Published: April 25, 2023
By: Concentric Staff Writer
Nuclear fusion took another step forward as the Nuclear Regulatory Commission (“NRC”) on April 13 directed its staff to develop a regulatory framework for nuclear fusion energy systems.
The directive approved staff’s limited-scope Option 2 to license and regulate fusion energy systems, saying staff should take into account systems that have already been licensed and are regulated by Agreement States—states that have entered into formal agreements with the NRC to assume regulatory authority over certain radioactive materials and activities within their borders.
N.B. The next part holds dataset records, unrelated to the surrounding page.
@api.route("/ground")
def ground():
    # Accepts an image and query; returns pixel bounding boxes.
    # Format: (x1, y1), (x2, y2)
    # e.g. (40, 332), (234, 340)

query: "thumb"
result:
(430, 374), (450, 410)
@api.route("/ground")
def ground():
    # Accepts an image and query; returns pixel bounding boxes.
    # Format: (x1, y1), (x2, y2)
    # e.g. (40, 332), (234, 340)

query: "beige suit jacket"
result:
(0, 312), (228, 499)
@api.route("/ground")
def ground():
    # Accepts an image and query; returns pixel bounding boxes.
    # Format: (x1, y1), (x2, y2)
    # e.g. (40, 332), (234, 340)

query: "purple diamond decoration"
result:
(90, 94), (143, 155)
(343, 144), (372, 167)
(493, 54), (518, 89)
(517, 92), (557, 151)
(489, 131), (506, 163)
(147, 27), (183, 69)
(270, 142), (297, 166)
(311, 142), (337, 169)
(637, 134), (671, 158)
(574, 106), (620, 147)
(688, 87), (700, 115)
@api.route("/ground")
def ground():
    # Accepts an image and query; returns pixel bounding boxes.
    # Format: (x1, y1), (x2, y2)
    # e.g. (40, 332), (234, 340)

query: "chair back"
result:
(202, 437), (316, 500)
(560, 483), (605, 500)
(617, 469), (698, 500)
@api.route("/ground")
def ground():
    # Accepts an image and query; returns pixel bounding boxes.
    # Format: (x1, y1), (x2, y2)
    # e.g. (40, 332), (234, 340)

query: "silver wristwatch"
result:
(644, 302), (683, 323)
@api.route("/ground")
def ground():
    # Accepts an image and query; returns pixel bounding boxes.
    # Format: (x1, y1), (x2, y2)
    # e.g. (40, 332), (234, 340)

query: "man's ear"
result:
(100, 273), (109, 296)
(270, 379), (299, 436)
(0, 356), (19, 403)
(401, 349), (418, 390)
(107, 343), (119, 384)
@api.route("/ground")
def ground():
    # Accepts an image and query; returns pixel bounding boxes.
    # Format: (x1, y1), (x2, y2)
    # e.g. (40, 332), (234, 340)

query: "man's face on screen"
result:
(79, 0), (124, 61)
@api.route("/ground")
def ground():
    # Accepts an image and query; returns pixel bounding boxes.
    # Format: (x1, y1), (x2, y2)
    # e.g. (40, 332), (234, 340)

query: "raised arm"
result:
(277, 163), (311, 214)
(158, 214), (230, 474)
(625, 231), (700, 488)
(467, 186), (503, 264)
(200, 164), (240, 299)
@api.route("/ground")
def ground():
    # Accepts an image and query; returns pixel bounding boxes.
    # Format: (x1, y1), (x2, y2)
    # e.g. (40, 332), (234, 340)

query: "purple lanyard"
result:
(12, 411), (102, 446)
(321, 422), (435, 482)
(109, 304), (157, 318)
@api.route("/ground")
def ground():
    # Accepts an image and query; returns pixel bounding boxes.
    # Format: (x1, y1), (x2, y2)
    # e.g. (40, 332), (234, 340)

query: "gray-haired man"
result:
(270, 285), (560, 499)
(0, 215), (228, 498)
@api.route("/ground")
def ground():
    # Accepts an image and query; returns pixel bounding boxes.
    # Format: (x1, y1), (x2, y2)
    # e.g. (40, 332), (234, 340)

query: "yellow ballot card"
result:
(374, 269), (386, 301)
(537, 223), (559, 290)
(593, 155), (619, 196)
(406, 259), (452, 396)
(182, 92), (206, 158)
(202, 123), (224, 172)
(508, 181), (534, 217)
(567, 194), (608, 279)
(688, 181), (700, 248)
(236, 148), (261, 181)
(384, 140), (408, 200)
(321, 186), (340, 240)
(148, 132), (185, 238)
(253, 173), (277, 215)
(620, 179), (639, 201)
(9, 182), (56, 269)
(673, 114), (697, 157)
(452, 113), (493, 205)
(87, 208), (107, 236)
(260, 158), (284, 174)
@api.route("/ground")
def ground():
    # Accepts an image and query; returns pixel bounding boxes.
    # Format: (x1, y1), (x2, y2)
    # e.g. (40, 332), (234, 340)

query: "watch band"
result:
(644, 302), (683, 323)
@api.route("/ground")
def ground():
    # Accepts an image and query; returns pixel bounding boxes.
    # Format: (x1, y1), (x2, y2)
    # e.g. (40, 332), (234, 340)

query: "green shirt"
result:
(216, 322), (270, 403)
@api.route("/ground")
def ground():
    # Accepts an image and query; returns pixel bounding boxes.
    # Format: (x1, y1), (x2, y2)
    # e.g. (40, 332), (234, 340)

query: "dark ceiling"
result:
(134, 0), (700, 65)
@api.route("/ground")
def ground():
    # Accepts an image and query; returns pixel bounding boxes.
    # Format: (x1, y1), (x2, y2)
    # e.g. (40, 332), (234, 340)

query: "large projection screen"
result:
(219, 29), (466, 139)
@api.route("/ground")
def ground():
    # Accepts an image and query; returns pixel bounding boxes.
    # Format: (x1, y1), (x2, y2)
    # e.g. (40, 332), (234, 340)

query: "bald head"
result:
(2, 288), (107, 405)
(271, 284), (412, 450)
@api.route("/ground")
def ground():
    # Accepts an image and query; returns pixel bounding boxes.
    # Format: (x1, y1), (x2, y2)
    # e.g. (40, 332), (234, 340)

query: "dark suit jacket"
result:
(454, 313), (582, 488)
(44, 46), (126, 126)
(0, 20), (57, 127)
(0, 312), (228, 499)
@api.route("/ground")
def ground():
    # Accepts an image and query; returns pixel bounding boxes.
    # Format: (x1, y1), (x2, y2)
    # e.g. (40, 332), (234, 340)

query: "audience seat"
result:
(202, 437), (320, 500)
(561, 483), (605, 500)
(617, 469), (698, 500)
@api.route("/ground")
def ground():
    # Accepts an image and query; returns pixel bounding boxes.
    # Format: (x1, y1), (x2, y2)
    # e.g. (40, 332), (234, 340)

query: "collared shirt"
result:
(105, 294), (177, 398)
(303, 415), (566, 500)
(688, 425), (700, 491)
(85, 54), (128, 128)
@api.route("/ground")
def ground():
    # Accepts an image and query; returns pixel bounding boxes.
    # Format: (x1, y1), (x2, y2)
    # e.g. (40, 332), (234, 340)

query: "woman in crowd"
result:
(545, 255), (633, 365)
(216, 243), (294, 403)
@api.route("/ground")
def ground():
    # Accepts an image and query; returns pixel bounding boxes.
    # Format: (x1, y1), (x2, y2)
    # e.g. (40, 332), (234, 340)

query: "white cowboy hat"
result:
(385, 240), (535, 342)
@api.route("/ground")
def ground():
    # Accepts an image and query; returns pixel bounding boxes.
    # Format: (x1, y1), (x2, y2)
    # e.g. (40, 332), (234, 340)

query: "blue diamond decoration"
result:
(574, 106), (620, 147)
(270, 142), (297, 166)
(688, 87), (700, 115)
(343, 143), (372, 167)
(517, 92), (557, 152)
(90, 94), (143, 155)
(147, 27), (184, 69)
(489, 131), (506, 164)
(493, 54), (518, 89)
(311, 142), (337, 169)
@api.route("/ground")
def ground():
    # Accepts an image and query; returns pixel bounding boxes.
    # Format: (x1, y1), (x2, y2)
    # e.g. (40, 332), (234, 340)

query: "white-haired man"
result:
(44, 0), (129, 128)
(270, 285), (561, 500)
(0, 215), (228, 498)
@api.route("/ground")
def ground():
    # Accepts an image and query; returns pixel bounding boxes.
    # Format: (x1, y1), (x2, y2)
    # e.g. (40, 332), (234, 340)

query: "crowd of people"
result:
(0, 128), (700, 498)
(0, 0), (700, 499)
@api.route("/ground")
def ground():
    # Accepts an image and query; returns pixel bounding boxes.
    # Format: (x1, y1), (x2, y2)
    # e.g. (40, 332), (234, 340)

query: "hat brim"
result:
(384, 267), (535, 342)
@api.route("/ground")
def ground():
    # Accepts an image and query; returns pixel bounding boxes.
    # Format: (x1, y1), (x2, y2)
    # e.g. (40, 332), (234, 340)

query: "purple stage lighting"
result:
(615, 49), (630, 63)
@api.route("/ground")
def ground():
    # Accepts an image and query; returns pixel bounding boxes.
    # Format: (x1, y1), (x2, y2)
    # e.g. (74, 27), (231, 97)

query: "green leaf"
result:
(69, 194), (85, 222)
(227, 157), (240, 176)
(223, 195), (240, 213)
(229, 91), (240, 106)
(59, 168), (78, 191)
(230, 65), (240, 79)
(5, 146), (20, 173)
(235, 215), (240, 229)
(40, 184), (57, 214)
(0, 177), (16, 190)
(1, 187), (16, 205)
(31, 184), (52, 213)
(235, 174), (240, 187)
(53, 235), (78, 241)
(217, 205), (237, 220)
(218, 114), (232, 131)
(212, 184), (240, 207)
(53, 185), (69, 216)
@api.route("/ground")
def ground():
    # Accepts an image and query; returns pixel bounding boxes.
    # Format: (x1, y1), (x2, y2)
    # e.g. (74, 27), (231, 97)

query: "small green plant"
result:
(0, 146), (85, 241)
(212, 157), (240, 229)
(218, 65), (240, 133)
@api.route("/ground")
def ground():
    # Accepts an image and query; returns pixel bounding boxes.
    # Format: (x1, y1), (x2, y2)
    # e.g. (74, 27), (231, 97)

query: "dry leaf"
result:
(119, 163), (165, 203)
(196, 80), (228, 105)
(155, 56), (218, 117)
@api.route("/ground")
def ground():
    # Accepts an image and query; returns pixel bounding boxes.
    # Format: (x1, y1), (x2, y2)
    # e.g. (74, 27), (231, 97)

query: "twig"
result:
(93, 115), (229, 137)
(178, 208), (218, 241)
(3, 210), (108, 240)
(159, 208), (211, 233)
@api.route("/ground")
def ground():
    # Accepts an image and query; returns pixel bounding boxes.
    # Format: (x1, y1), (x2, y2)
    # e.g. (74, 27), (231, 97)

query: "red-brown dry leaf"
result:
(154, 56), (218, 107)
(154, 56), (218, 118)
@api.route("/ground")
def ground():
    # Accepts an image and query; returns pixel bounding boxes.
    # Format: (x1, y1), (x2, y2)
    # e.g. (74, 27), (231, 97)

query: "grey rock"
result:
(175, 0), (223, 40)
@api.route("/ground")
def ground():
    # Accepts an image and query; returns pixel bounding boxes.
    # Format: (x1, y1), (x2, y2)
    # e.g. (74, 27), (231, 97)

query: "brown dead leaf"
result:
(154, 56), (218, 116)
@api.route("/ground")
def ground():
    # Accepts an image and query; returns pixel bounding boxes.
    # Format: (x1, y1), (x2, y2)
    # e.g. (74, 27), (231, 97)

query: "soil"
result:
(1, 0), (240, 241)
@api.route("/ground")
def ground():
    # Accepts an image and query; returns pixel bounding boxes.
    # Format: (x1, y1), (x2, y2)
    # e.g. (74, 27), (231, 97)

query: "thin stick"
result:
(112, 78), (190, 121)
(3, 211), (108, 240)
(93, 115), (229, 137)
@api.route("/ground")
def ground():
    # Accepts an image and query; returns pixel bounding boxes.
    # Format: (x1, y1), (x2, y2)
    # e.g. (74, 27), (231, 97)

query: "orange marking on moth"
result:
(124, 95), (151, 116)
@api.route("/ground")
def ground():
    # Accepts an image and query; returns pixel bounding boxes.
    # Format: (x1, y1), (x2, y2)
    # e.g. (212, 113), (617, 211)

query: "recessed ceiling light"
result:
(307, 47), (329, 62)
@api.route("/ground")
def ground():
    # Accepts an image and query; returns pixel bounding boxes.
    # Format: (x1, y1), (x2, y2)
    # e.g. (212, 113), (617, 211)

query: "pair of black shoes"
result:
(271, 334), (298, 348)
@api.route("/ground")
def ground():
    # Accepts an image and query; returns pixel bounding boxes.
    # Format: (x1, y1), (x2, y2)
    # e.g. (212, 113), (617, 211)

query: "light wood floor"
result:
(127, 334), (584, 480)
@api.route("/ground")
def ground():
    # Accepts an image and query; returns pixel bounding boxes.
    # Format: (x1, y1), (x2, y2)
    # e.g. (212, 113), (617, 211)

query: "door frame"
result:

Fusion technology received a boost in 2021 when the National Ignition Facility at Lawrence Livermore National Laboratory achieved a milestone of performing a fusion reaction that produced more energy than was put into it. NRC does not license fusion facilities as it does the more common fission technology, but has established guidelines and safety protocols for its safe operation.
In an FAQ, the International Atomic Energy Agency (“IAEA”) describes nuclear fusion as a merging of atoms, rather than a chain-reaction fission process, that does not generate long-lived radioactive nuclear waste. The IAEA further describes fusion reactors as inherently safe because fusion energy production is not based on a chain reaction.
The NRC in the directive said staff should evaluate whether “controls-by-design approaches, export controls, or other controls are necessary for near-term fusion energy systems.” Staff is to consult with Agreement States and notify the agency if future fusion design presents hazards sufficiently beyond those of near-term fusion technologies.
Staff should develop a new volume of its series of reports known as NUREG-1556, “Consolidated Guidance About Materials Licenses,” the NRC said, dedicated to fusion energy systems.